There are these barriers set up in random places in order to control the flow of traffic and prevent vehicle IEDs from making contact with the Marines and Soldiers who guarded the gate.  The ones around us at the time were about 6 or 7 feet tall, solid concrete, and shaped like a capital “T” sitting upside down.  We hit it.  Hard.  Both of the Marines who were riding with me were ejected.  The driver broke a leg, and his passenger dislocated a shoulder.  I slid out of the back and landed on the body of the Marine on which I had been working.  I could hear the screams of the injured Marines coming from the front of the truck.

And then it was really calm and silent.

I looked up at the sky.  Crystal clear and full of stars.  I’ll never forget that, how intensely peaceful and beautiful that sky looked.  I cried out from the very pit of despair.  I was alone, the dead and injured around me.  All that came out of me was a little chuckle and, “Okay… what next?  What do I do now?”

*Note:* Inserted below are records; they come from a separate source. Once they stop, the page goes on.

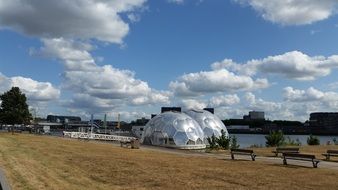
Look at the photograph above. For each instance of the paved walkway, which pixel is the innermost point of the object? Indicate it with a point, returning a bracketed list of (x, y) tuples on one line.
[(268, 160)]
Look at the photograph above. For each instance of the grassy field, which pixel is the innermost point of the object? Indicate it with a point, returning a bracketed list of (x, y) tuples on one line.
[(41, 162)]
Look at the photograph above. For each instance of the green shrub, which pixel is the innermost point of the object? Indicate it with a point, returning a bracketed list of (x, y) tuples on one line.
[(223, 141), (275, 138), (212, 142), (313, 140), (233, 142), (290, 142)]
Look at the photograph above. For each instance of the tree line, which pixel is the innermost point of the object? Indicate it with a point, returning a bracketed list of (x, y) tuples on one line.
[(14, 108)]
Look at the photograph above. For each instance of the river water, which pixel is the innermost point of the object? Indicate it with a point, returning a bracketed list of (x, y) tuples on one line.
[(247, 140)]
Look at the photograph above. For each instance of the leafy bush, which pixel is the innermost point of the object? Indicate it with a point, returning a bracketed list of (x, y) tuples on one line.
[(212, 142), (275, 138), (291, 142), (233, 142), (223, 141), (313, 140)]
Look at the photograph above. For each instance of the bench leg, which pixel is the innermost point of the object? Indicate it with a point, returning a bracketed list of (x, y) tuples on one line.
[(284, 161), (315, 164), (253, 156)]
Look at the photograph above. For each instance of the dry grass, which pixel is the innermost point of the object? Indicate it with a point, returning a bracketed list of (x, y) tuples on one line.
[(39, 162)]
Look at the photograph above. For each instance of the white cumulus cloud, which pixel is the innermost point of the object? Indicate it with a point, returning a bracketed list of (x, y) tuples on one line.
[(214, 81), (293, 65), (35, 91), (293, 12), (78, 19), (225, 100)]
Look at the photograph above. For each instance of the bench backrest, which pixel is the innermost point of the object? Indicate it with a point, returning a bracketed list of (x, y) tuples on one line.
[(309, 156), (278, 149), (332, 151), (241, 150)]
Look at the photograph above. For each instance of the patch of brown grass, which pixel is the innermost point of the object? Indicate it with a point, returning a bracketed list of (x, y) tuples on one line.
[(40, 162)]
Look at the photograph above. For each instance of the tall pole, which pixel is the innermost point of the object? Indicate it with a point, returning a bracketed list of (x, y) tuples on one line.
[(105, 123), (118, 121), (91, 123)]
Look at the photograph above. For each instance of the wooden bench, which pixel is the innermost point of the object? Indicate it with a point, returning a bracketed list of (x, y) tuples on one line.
[(285, 150), (125, 143), (242, 152), (330, 153), (303, 157)]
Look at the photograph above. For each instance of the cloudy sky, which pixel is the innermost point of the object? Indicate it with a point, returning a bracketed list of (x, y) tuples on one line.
[(133, 56)]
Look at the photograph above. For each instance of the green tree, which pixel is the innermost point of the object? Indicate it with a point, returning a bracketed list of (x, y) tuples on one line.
[(14, 109), (233, 142), (275, 138)]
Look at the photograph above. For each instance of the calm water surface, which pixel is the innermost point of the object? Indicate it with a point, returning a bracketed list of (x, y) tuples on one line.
[(246, 140)]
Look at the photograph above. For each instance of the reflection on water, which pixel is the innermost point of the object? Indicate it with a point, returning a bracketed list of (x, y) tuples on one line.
[(247, 140)]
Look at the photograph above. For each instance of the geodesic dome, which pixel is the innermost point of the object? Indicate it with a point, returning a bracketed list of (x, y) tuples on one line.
[(209, 122), (173, 129)]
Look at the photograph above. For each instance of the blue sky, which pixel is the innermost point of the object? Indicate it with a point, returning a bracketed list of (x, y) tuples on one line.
[(134, 56)]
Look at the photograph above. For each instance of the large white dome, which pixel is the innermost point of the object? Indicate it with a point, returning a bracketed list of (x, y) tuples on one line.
[(209, 122), (173, 129)]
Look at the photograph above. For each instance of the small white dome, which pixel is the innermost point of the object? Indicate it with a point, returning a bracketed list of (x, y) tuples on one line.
[(173, 129), (209, 122)]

The truck with the rest of the team on it came around a minute later, the Marines who were ejected from the back got on the truck with me and the Marine I was working on, and off we went.  I performed CPR all the way to the FSRT.

As soon as we pulled up, the FSRT staff unloaded my patient.  I got off the truck, took a couple steps, and doubled over on the ground.  I don’t know how long I cried, but it had to have been a while.  I stood up in time to see one of the FSRT staff coming out of the Operating Suite to tell me that my Marine had passed away.

I was ashamed for crying.

I was ashamed for having had my hands so bloody and having done nothing to keep him alive.

And I was sick.  From the stress of what had happened and the little bits of my brothers lips and face which had been burnt and then swallowed by me.

That smell, that taste, those feelings still linger deep in me.  I smoked a cigarette that night and got a dip from one of my Marines in order to get that flavor out of my mouth.  I cannot smoke a cigar to this day because of that.

Maybe I am weaker than my Marines.  Maybe they can carry these kind of painful things and be okay.  Not me.  I am fighting back the tears as I sit here and recall these memories.

I don’t mope around and I am not depressed.  I genuinely love and enjoy my life, but I do have days that are harder to get through than others.

I forgot where I wanted this post to go…  For that I’m sorry.

Hopefully some of this helps you understand a little bit better what it feels like…

Thanks for reading.  I’m sure I’ll talk more about this night at some point.